Borrowing for college out of control

Student loan debt, a crisis brewing in the shadows of the financial and housing meltdowns, is in the spotlight now that thousands of graduates borrowing for college  can’t pay back their loans. The New York Times called student loan default an echo of the subprime loan crisis. Students and their families made emotional, not reasonable, decisions borrowing for college. Their predicament is similar to subprime borrowers who assumed the value of their houses would always go up. Universities enrolled students without verifying whether they could afford tuition and set them up with lenders who made big loans without any idea of what students would earn after graduation–just like the mortgage lenders who didn’t ask borrowers to verify their incomes.

College degrees losing value

A recent student loan debt study by the College Board’s Trends in Student Aid found that 10 percent of people who graduated in 2007-8 had borrowed $40,000 or more. The median debt for students with a bachelor’s degree was $22,380. The Los Angeles Times reports that government surveys indicate the vast majority of job gains this year have gone to workers with only a high school education or less. The Bureau of Labor Statistics projects that seven of the 10 fastest-growing employment sectors over the next decade won’t require more than on-the-job training. These jobs include health care aides, customer service representatives and food preparers and servers. Meanwhile, well-paying white-collar jobs such as computer programming have become vulnerable to outsourcing to foreign countries.

Student loan bankruptcy

The student loan debt crisis has many graduates facing bankruptcy as they put their expensive degrees to use at the local Starbucks. In an opinion piece for, Daniel L. Bennett of the Center for College Affordability and Productivity said the colleges, not taxpayers, should be held accountable for student loan bankruptcy. Bennett said colleges are signing naive students up for loans destined to fail. It’s doubtful that borrowing $100,000 with an interest rate of 10% to pay for an undergraduate degree will have a happy ending, yet colleges enroll students with these debt loads all the time. Bennett said the schools should share in the financial fallout of student loan bankruptcy.

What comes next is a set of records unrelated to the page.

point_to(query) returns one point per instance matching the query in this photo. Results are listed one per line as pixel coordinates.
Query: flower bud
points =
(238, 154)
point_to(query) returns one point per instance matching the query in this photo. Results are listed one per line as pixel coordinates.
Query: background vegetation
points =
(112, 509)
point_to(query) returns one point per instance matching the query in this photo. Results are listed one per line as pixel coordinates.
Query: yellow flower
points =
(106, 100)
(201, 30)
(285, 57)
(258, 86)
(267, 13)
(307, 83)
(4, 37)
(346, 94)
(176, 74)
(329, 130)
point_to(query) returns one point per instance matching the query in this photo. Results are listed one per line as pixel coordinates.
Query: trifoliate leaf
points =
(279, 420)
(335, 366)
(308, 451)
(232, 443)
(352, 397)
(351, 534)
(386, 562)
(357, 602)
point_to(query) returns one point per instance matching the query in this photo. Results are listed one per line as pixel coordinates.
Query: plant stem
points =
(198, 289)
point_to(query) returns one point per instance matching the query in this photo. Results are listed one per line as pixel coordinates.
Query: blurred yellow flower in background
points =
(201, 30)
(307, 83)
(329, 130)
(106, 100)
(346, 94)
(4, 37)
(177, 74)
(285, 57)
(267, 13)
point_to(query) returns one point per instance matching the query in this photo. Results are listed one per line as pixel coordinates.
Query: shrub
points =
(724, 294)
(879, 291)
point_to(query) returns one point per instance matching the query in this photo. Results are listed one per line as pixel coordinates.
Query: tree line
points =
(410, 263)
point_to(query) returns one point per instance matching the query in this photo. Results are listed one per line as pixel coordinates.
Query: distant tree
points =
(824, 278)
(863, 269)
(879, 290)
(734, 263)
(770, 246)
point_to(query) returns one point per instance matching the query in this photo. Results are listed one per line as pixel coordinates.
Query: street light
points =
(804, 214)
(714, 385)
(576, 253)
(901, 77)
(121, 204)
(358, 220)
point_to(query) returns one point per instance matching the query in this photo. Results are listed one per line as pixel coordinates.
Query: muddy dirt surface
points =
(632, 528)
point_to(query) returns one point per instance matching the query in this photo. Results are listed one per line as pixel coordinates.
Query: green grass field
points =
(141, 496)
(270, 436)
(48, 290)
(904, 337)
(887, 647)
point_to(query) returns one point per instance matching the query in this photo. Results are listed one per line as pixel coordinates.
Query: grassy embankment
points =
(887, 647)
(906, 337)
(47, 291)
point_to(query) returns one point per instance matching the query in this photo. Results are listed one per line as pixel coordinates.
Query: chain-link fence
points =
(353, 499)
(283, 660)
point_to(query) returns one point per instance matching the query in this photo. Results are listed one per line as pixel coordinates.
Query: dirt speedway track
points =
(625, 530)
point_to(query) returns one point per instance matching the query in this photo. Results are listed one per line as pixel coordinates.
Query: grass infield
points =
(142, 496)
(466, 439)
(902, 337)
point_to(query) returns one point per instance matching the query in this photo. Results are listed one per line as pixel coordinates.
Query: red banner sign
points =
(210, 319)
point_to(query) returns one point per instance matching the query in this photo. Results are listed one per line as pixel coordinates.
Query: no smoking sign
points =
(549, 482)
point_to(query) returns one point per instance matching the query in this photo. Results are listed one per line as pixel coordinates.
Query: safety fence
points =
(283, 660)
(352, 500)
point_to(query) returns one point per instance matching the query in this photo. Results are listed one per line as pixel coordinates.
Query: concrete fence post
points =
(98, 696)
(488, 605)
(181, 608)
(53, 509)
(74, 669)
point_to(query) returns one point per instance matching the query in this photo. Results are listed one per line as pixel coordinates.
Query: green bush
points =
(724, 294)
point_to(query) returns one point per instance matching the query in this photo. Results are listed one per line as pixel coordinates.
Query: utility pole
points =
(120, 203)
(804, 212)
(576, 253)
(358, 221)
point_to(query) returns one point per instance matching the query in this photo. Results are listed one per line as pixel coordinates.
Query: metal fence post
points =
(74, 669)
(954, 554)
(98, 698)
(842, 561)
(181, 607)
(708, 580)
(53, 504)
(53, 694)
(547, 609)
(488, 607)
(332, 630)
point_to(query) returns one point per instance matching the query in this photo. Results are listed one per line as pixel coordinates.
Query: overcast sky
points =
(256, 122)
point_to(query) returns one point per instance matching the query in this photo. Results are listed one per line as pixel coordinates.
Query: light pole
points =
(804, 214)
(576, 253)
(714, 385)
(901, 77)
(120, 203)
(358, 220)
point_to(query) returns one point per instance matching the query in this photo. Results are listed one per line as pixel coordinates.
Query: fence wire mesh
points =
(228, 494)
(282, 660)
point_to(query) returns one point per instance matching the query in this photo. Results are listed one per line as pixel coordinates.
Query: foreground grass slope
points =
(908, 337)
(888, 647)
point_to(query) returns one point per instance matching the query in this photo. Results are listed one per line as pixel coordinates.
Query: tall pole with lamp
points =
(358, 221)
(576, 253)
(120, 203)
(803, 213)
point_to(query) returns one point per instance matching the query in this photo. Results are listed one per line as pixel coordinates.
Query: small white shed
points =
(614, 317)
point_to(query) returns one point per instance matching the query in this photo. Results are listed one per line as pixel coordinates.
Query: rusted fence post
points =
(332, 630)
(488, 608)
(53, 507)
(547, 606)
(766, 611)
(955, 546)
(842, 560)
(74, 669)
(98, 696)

Student loan defaults climbing

Student loan defaults will continue to climb according to Education Department projections. A report on federal loan borrowers who began loan repayments between October 2007 and September 2008, and who defaulted on their loans by the end of September 2009 show that rate climbing to 7.2 percent from 6.7 percent in 2007 and 5.2 percent in 2006. The higher rates, if they continue to climb, suggest that increasing numbers of institutions could find themselves at risk of penalties as the government begins following defaults over a three-year instead of a two-year window, beginning in 2014.

Student loan reform

As the student loan debt crisis unfolds, colleges are currently protected when the borrowing for college backfires. But the department of education is preparing guidelines that would revoke eligibility of for-profit colleges from federal loan programs if the incomes of their graduates won’t finance their student loan debt.